Bilingual Programming: Ruby and C
David 2020-08-05
I really like the C programming language, probably for silly reasons. It was one of the first languages I really learned vs. merely used because it was what I was taught in my first year of university. Since then, I've used it for a number of little projects when I want to write relatively "low-level" code. Rust is a much nicer language, but I have a weird affinity for the, for lack of a better word, crappiness of C. That being said, on the other end of the spectrum, I also really enjoy using Ruby. Today I'm going to talk about combining C and Ruby, for fun and very little profit.
I recently wrote a small utility called
"dym" (for "Did You Mean...?") that does fuzzy-matching on strings. I wanted
something that would suggest what you might have meant if you typed a command
incorrectly when using shell scripts. The utility would take the list of all
valid commands and tell you which one was "closest" to your mis-typed command.
I wrote dym in C because it mostly "thinks" in terms of bytes and C tends to be
relatively good at dealing with bytes (though I admit I had some issues with
array bounds and memory, initially). Recently I extracted some of the main
functionality—e.g. finding the
Damerau-Levenshtein edit distance
between two strings—into a small libdym.a
library because I wanted this
functionality to be able to be used elsewhere. As an experiment, I decided to
see if I could make it work in Ruby.
Ruby has a C library
that can be used to create "extensions" to Ruby in C. I figure dym is a good
candidate to test this with since it really only needs to export one fairly
simple function. What I want to do is to implement, in Ruby, the ability to
calculate the edit distance between two strings using libdym
. The first thing
I did, as you might expect, was search for how to write an Ruby C extension. I
found a number of
good
articles. At this point, I'm
pretty ready to start.
The first thing we need to do is decide how we want Ruby to use our C code. I
want to add an edit_distance
method to Ruby's built-in String
class (which
is easy to do since Ruby is extremely flexible). I just want to use the
Damerau-Levenshtein edit distance, rather than allowing the algorithm to be
selected, in the spirit of making things "simple," in the same way that Ruby's
set
data structure picks a reasonable algorithm for you. So, now that we know
what we want, we can start working on our extension.

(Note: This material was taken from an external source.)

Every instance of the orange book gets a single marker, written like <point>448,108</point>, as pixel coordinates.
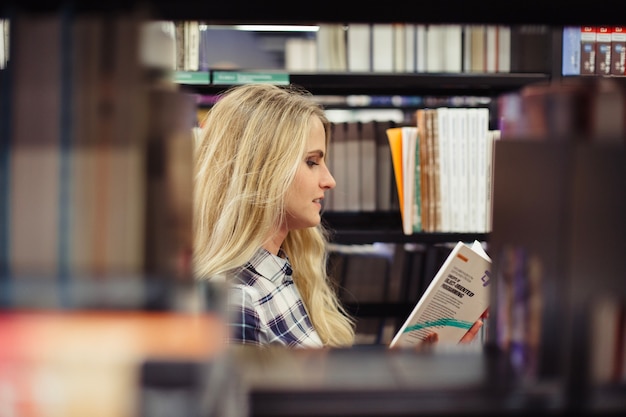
<point>394,135</point>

Before we write any new C code, we need to create an extconf.rb
file which
serves as something like a "pre-Makefile" for the extension. Our version of
this file looks like the following (annotations added):
# Requre a library used to make Makefiles
require 'mkmf'
# Make sure we link libdym and make sure that has dym_dl_edist() in it
have_library 'dym', 'dym_dl_edist'
# Create a Makefile for the C extension
create_makefile 'dym'
That's it for the basic version of that file. Now we need to create the actual
C extension. Let's build that up in stages. The first thing we need is an
"init" function. The init function needs to be named EXTNAME_Init
where
EXTNAME
is the name of our extension ("dym" in this case). Within this
function we create a Ruby module called "DYM" and we give it an edist
method
that will calculate the Damerau-Levenshtein edit distance.
#include "ruby.h"
void dym_Init()
{
/* VALUE is Ruby's object type */
VALUE mod = rb_define_module("DYM");
/*
* Create a method in the module "mod", with the name "edist", which
* calls the C function rbdym_dl_edist (which we will write next), and
* takes 2 arguments.
*/
rb_define_method(mod, "edist", rbdym_dl_edist, 2);
}
That's all we need to tell Ruby how to use our module. Now we need to write the function that wraps our C code such that Ruby can understand it.
static VALUE rbdym_dl_edist(VALUE self, VALUE s1, VALUE s2)
{
int dist;
char *cstr1;
char *cstr2;
VALUE rb_dist;
/* Make sure that both arguments are strings */
if (RB_TYPE_P(s1, T_STRING) != 1 || RB_TYPE_P(s2, T_STRING) != 1) {
return Qnil;
}
/*
* Convert the ruby strings into C strings (this isn't very efficient
* but the library interface is what it is right now.
*/
cstr1 = rstr2cstr(s1);
cstr2 = rstr2cstr(s2);
if (cstr1 == NULL || cstr2 == NULL) {
free(cstr1);
free(cstr2);
return Qnil;
}
/*
* Calculate the Damerau-Levenshtein edit distance between the two
* strings, as an integer and convert it to a numeric Ruby value.
*/
dist = dym_dl_edist(cstr1, cstr2);
rb_dist = INT2NUM(dist);
/* Clean up our dynamically-allocated C strings */
free(cstr2);
free(cstr1);
/* Return the edit distance as a Ruby value */
return rb_dist;
}
/* Convert a Ruby string to a (dynamically-allocated) C string */
static char *rstr2cstr(VALUE str)
{
size_t len;
char *cstr;
if (RB_TYPE_P(str, T_STRING) != 1) {
return NULL;
}
len = RSTRING_LEN(str);
cstr = calloc(len + 1, 1);
if (cstr == NULL) {
return NULL;
}
strncpy(cstr, RSTRING_PTR(str), len);
return cstr;
}
And that's it! Our C extension is done. To get this into a form where Ruby can use it, we now need to run the following commands:
$ ruby extconf.rb
$ make
In order to keep from having to keep doing that, though, I wrote up a Rakefile to run these commands:
task default: ['dym.so']
file "Makefile" do
`ruby extconf.rb`
end
file 'dym.so' => ['Makefile', 'dym.c'] do
`make`
end
task :clean do
rm_f 'dym.o'
rm_f 'dym.so'
rm_f 'mkmf.log'
rm_f 'Makefile'
end
Now we can just run rake
to prepare the extension.
The final thing that we need to do is to write the Ruby code that actually uses the C extension. That looks like the following:
require './dym'
class String
include DYM
def edit_dist(str)
edist(self, str)
end
def closest_match(strings)
strings = strings.sort
closest_dist = self.length
closest = nil
strings.each do |str|
dist = edist self, str
if dist < closest_dist
closest_dist = dist
closest = str
end
end
closest
end
end
We can now use our C extension! This is what it's all been leading up to:
$ irb
irb(main):001:0> require './rbdym'
irb(main):002:0> s = 'test'
irb(main):003:0> s.edit_distance 'tsey'
=> 2
This edit distance of 2, by the way, is the result of changing the last letter and swapping e/s.
So that's it; we've successfully built a Ruby extension in C. We're officially bilingual!